Мне искренне нравился этот человек. Очередное удивление, но пока в тюрьме трое из пятерых людей, с кем я разговаривал, произвели на меня самое положительное впечатление. По опыту встреч на воле это прям сильно выше среднестатистических показателей. Я откровенно рассказал Диогену о своих выкладках насчет коленей и его опыта драк.

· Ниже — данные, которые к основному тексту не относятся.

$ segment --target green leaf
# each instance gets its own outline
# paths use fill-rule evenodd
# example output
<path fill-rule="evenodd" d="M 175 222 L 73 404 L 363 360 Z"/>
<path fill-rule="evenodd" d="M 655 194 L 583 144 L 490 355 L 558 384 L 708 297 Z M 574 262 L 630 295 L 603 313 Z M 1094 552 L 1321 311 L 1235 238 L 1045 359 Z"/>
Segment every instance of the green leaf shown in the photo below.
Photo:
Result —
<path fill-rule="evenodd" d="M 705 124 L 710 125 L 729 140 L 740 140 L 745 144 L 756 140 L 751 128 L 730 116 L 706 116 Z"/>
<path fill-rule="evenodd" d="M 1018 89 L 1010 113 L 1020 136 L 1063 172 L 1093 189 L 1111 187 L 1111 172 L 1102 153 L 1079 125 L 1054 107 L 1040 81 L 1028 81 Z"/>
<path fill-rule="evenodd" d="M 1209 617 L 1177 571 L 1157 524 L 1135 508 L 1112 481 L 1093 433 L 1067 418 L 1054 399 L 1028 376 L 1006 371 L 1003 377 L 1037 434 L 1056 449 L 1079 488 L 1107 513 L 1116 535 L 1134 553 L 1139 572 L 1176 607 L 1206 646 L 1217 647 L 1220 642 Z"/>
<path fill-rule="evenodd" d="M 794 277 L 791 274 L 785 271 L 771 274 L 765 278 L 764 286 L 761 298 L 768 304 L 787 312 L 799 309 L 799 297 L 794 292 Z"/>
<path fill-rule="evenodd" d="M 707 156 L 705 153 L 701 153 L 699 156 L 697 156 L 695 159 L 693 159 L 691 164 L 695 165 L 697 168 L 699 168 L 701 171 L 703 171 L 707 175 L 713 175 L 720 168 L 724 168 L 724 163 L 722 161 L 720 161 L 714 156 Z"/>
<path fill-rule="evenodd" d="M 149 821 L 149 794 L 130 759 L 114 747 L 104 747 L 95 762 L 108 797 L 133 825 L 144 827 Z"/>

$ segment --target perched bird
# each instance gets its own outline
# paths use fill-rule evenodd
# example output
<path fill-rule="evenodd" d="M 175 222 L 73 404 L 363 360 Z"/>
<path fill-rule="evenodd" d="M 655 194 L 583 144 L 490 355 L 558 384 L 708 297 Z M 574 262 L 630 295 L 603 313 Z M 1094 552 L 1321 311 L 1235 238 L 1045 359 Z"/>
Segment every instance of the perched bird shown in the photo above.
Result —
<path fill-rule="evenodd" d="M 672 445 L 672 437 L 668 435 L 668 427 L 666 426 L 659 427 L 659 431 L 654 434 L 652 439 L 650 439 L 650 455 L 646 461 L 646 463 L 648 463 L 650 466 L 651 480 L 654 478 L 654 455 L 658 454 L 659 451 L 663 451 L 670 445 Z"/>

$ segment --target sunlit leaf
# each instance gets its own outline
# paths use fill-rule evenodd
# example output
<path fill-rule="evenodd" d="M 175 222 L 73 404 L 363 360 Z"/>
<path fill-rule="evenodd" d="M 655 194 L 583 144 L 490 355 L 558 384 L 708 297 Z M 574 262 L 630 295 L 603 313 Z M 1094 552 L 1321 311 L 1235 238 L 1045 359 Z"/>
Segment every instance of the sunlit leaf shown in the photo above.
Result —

— А ведь ты прав, Максим. Один удар в колено твоими коцами и я бы тут выл белугой. И по лицу, тут пожалуй ты тоже прав. Я ведь действительно ни разу по сути и не дрался. Я же спортом с четырнадцати лет занимаюсь, вот с тех пор я такой большой и стал, с тех пор ко мне никто и не подходит. С Художником обсужу, может и правда пару рассечений поставить, шрам какой или нос сломать, — не понятно, шутил он или говорил всерьез.

— А почему Диоген? — Спросил я отхлебывая ароматный чай со вкусом дегтя.

— У нас с Зеноном, он кстати мой родной брат, только на два года младше, у нас отец был проректором университета. А мать профессор философии. Поэтому будешь смеяться, но это наши настоящие имена, не погоняла тюремные. Из-за этих имен мы и в спорт пошли, хватало мозгов на то, чтобы понять, что с такими именами без мышечной массы нам тяжко в жизни придется. Потому с братом и вместе всегда держались. Потому, когда при нас на вписке, толпа пьяных второкурсников девку испоганить хотела, мы вдвоем их и пораскидали. Только не совсем удачно. Потом оказалось, что и девка была не особо против, и пацаны не все выжили. Папиных связей только на то, чтобы нас в одну зону поместили, и не в сибири, а тут, на юге, вот на это папиных связей как раз и хватило. Так что мы тут уже два года, и еще столько же осталось.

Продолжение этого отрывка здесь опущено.